Deux ans avant le lancement de la 911 Turbo, Porsche a testé la technologie pour la première fois en sport automobile, notamment dans la Canadian-American Challenge Cup, où des moteurs plus compacts et puissants étaient l’objectif. "Lorsque l’équipe cherchait plus de puissance pour la Porsche 917, deux moteurs étaient en lice: un énorme seize cylindres de 6,5 litres sans turbo et un plus petit, plus léger, douze cylindres de 5,4 litres avec turbo", raconte Thomas Krickelberg (61 ans). Il a commencé à travailler dans le département course de Porsche en 1990. "Le choix s’est porté sur le 5,4 litres turbo, après quoi Porsche a dominé la compétition."
Dans les années qui ont suivi, les moteurs ont été spectaculairement réduits: de 1.000 chevaux avec le moteur de 5,4 litres de la 917 à 1.000 voire 1.500 chevaux avec un petit moteur de 1,5 litre dans le moteur turbo TAG pour l’équipe de Formule 1 McLaren dans les années 80. Au Mans aussi, le moteur turbo a été crucial: dix-sept des dix-neuf victoires ont été remportées avec des moteurs turbo.
Une bête de course
Dans l’histoire de Porsche, la 911 Turbo a marqué le début d’une lignée distincte avec une évolution technique impressionnante. Le modèle précoce que nous conduisons souffre encore beaucoup du fameux "turbo lag": le délai entre le moment où l’on appuie sur l’accélérateur et le boost effectif. La puissance énorme nécessitait également un conducteur habile et expérimenté, car les systèmes d’aide à la conduite électroniques n’existaient pas encore. Génération après génération, le "turbo lag" a diminué, jusqu’à disparaître complètement aujourd’hui.

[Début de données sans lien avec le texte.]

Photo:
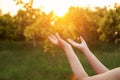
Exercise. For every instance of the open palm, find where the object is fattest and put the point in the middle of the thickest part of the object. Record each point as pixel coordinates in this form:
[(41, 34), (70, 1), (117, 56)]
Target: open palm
[(56, 40)]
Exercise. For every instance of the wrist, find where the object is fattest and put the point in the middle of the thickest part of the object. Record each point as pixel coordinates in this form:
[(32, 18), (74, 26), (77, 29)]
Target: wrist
[(86, 50)]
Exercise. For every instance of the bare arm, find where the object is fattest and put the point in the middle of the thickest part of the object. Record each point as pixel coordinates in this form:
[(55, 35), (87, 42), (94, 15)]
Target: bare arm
[(94, 62), (109, 75), (76, 66)]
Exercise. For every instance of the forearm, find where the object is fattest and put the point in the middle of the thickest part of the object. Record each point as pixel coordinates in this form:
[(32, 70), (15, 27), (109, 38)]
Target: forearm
[(94, 62), (75, 64)]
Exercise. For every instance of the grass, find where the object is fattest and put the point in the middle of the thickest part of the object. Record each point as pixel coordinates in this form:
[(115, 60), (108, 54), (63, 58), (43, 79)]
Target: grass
[(21, 61)]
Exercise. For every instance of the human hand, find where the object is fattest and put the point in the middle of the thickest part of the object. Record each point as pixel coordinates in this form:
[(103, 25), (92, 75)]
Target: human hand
[(81, 46), (58, 41)]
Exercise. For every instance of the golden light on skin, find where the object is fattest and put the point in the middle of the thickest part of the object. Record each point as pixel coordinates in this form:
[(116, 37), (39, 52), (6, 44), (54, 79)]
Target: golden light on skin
[(60, 7)]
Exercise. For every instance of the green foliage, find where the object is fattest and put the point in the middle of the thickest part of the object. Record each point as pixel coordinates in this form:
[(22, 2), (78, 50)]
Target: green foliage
[(21, 61), (100, 25)]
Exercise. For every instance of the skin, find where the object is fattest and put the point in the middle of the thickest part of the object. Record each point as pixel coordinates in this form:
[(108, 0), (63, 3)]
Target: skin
[(102, 72)]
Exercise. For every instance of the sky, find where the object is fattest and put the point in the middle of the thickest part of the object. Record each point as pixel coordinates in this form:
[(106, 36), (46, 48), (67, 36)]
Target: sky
[(60, 7)]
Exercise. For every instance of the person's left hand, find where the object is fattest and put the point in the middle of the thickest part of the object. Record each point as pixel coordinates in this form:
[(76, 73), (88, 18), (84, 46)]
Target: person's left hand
[(58, 41)]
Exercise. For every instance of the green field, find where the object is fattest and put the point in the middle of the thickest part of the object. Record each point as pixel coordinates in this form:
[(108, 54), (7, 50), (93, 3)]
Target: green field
[(21, 61)]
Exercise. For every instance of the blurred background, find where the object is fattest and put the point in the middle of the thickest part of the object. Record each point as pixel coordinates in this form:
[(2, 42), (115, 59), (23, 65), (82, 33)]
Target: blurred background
[(27, 54)]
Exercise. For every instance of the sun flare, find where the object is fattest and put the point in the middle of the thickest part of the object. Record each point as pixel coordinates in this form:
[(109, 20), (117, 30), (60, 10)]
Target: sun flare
[(59, 7)]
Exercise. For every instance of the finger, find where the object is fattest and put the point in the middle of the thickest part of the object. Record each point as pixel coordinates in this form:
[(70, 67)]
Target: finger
[(57, 36), (72, 42), (82, 39)]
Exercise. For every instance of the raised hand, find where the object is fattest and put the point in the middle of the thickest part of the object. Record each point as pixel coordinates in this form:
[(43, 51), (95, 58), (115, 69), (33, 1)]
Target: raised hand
[(81, 46), (58, 41)]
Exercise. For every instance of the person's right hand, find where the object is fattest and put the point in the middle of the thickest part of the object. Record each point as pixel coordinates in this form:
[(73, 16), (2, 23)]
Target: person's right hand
[(81, 46)]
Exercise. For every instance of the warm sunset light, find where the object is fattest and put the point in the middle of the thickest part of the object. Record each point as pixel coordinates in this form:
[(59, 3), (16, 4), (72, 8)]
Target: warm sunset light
[(60, 7)]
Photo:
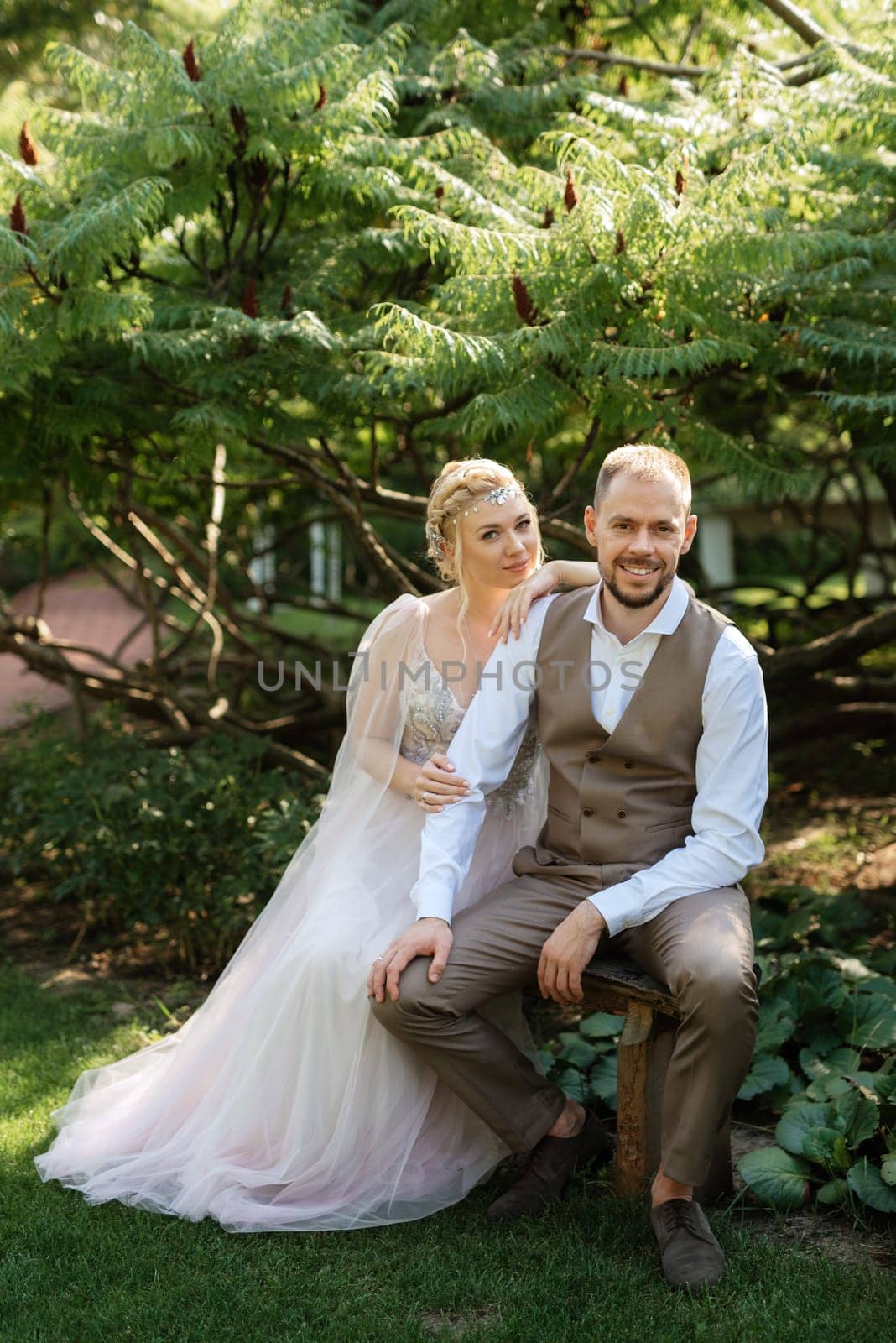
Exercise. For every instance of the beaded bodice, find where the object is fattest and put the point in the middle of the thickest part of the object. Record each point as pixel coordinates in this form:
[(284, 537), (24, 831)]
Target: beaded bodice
[(434, 715)]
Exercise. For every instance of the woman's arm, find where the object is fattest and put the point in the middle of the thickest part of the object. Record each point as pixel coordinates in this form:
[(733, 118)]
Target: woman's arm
[(515, 609)]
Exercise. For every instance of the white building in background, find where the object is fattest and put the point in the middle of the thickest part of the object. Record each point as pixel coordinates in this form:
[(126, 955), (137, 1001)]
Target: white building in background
[(263, 564), (326, 562)]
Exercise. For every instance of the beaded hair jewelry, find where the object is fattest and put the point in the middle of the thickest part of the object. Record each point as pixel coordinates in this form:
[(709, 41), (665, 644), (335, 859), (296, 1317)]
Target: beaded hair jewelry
[(497, 496)]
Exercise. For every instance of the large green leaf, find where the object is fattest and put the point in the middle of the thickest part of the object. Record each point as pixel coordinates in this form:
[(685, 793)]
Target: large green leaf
[(602, 1025), (868, 1021), (867, 1184), (765, 1074), (573, 1083), (826, 1146), (799, 1121), (602, 1080), (835, 1064), (775, 1025), (856, 1116), (777, 1178), (576, 1051), (835, 1192)]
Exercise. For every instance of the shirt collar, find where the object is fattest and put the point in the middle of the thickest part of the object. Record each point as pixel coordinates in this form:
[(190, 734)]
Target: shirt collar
[(667, 619)]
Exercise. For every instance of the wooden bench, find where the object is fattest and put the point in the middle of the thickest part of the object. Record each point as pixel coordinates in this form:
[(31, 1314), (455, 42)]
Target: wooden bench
[(649, 1032)]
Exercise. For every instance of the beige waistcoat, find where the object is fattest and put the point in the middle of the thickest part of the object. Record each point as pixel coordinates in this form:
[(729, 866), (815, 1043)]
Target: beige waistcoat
[(624, 797)]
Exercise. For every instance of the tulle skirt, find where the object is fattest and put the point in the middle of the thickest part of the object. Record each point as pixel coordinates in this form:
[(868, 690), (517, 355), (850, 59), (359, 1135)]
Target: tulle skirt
[(282, 1105)]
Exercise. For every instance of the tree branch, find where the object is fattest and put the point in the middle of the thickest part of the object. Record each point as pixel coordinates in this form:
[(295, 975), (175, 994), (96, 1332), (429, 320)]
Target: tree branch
[(788, 665)]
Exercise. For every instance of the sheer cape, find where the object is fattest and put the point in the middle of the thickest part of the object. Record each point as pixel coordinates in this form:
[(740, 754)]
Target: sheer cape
[(282, 1105)]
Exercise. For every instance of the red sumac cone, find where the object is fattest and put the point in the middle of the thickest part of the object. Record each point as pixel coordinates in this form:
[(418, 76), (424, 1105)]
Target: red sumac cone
[(524, 308), (26, 147), (190, 64), (18, 218)]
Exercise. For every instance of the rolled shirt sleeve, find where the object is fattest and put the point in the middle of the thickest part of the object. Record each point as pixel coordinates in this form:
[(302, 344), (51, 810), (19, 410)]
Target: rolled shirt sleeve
[(483, 752), (732, 786)]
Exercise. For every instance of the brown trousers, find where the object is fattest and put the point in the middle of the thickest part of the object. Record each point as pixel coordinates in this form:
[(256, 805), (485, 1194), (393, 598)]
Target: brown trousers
[(701, 946)]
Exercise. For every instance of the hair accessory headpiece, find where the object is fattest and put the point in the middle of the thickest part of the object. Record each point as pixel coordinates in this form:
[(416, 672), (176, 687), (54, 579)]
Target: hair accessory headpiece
[(497, 496)]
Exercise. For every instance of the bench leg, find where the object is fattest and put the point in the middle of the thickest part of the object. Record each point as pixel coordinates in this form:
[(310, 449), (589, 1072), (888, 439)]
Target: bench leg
[(719, 1181), (645, 1048)]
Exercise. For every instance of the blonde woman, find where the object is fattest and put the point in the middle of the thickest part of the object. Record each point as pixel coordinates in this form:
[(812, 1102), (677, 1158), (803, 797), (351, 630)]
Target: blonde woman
[(280, 1105)]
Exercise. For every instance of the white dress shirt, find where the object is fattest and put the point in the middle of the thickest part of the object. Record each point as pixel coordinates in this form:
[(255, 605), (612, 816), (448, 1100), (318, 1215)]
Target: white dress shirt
[(732, 763)]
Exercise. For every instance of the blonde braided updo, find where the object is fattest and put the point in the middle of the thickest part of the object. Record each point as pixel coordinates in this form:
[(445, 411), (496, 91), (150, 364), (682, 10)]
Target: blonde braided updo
[(457, 489)]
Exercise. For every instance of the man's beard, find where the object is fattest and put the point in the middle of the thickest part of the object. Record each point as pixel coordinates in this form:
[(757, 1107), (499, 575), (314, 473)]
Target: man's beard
[(643, 599)]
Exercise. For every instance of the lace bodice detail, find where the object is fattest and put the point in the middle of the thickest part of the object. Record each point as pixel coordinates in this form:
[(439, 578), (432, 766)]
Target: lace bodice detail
[(434, 715)]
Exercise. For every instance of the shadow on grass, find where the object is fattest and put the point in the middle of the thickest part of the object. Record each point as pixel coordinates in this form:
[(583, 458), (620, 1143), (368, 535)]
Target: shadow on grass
[(585, 1272)]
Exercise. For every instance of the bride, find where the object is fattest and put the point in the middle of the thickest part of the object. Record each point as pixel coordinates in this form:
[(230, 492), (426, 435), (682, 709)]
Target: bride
[(282, 1105)]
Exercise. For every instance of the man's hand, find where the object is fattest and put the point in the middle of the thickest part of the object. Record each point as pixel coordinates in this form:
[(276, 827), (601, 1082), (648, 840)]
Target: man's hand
[(568, 953), (427, 938)]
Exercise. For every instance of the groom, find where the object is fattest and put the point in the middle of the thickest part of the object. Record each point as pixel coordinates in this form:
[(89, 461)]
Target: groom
[(651, 711)]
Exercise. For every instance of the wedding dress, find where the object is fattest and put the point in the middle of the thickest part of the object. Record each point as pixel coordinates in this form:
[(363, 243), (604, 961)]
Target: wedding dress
[(282, 1105)]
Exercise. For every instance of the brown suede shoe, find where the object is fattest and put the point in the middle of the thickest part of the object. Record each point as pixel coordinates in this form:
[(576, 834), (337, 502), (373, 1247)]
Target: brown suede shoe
[(688, 1251), (548, 1172)]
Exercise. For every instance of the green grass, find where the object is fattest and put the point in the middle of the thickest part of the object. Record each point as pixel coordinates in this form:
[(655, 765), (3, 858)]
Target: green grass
[(586, 1273)]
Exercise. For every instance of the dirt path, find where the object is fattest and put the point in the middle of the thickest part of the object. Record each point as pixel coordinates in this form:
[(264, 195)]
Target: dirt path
[(83, 608)]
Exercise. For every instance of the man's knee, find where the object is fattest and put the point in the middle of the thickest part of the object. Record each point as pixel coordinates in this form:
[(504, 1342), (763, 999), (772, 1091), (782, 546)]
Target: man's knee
[(719, 986), (416, 1000)]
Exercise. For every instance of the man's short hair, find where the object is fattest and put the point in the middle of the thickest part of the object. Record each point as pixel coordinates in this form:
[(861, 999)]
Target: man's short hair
[(645, 462)]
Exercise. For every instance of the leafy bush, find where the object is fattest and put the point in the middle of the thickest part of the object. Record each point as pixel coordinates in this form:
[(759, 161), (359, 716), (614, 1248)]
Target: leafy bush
[(844, 1145), (824, 1054), (184, 845)]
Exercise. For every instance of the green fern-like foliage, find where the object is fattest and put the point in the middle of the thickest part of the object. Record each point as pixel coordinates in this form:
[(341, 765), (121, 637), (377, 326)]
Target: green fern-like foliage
[(331, 226)]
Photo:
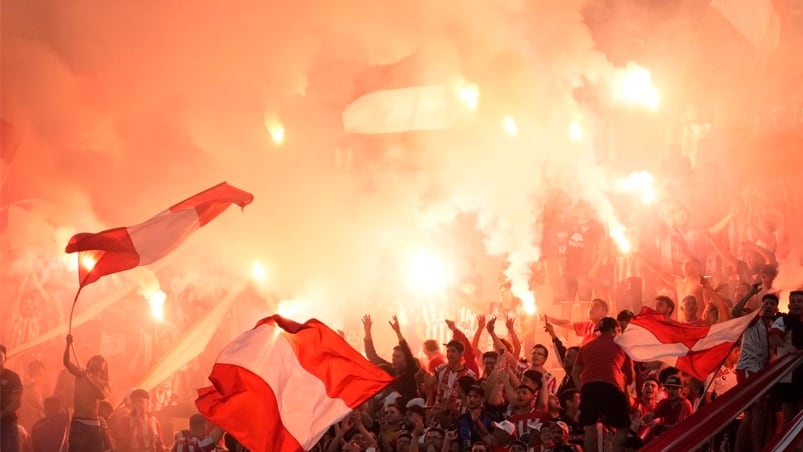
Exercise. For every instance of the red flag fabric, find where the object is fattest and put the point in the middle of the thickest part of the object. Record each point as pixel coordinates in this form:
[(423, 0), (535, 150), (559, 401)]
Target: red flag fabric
[(696, 350), (119, 249), (279, 386)]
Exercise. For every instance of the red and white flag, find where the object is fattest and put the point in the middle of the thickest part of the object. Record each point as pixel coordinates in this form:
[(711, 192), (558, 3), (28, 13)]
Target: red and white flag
[(415, 93), (696, 350), (279, 386), (119, 249)]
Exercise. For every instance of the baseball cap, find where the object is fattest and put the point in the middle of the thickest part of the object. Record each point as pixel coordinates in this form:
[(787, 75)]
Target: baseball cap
[(563, 426), (506, 426), (673, 380), (456, 344)]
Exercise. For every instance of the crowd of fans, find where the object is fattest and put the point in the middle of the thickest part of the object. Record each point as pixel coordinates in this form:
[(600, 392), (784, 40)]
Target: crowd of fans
[(549, 383)]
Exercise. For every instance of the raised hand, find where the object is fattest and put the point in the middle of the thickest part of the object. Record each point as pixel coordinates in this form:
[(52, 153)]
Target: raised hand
[(394, 324), (490, 325), (548, 327), (480, 321), (509, 321)]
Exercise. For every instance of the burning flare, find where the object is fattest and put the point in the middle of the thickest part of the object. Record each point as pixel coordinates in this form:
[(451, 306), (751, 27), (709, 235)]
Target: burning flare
[(510, 126), (427, 275), (469, 94), (633, 85), (156, 301), (639, 182)]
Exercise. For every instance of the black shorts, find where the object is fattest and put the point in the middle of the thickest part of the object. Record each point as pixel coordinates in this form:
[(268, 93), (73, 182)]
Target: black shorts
[(598, 400), (789, 392)]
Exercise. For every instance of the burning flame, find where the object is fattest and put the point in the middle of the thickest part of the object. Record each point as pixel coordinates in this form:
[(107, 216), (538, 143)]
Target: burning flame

La 992 Turbo S actuelle que nous avons également pu conduire est l’une des voitures les plus polyvalentes du marché : au quotidien, elle permet de rouler confortablement, mais si vous le souhaitez, elle se transforme en une bête de course fulgurante et impitoyable, avec des limites très éloignées.
Moqueries
Au cours des dernières décennies, toutes les gammes de modèles Porsche ont eu une variante turbo. Que la marque appose également cette étiquette à ses modèles électriques suscite des moqueries parmi les amateurs de voitures. La Taycan Turbo que nous avons brièvement conduite est un exemple moderne de haute technologie, mais même si elle est extrêmement rapide, elle n’a plus rien en commun avec la "Louise" en termes de sensations de conduite, et la technologie turbo ne peut évidemment être appliquée qu’aux moteurs à combustion.
Porsche argumente que "turbo" a acquis une signification plus large au fil des années. "Beaucoup de gens qui trouvent le logo Turbo déplacé sur nos voitures électriques apprécient néanmoins le look Turbo des années 80, lorsque les voitures arboraient des éléments visuels comme la carrosserie élargie et l’aileron arrière de la Turbo, mais pas le moteur", explique l’archiviste Frank Jung.
"Turbo est devenu une sorte de marque en soi, qui aujourd’hui fait référence à une ingénierie de pointe, avec une dose supplémentaire d’adrénaline." Si l’on considère que même les actions en bourse sont qualifiées de "turbo", il n’a peut-être pas tort.